16 Jun 2024 | Chaoyou Fu, Yuhan Dai, Yongdong Luo, Lei Li, Shuhuai Ren, Renrui Zhang, Zihan Wang, Chenyu Zhou, Yunhang Shen, Mengdan Zhang, Peixian Chen, Yanwei Li, Shaohui Lin, Sirui Zhao, Ke Li, Tong Xu, Xiaowu Zheng, Enhong Chen, Rongrong Ji, Xing Sun
Video-MME is the first comprehensive benchmark for evaluating multi-modal large language models (MLLMs) in video analysis. It includes 900 videos, 2,700 high-quality multiple-choice questions, and diverse video types across six domains with 30 sub-domains. The videos vary in duration from 11 seconds to 1 hour, and include subtitles and audio tracks to enhance multi-modal understanding. The dataset is manually curated and annotated by experts to ensure quality and diversity.

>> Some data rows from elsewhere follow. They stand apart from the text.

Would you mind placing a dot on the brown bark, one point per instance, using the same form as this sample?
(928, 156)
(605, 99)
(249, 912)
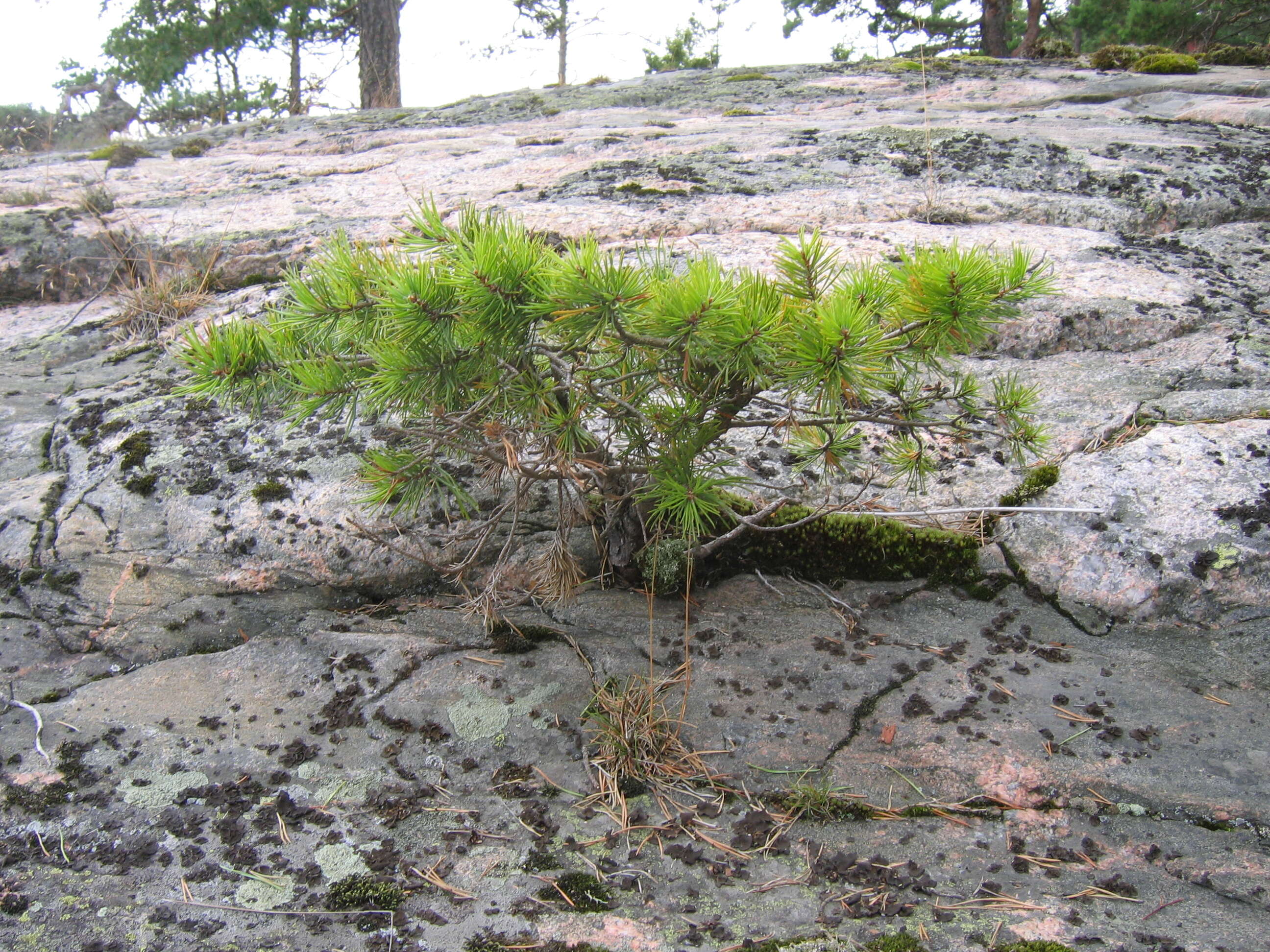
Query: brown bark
(1028, 48)
(379, 54)
(563, 36)
(996, 14)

The benchmark evaluates various state-of-the-art MLLMs, including commercial models like Gemini 1.5 Pro and open-source models like InternVL-Chat-V1.5 and LLaVA-NeXT-Video. Results show that Gemini 1.5 Pro performs best, achieving an average accuracy of 75%, significantly outperforming open-source models. The benchmark also highlights the importance of subtitles and audio in video understanding, and shows that performance declines as video duration increases for all models.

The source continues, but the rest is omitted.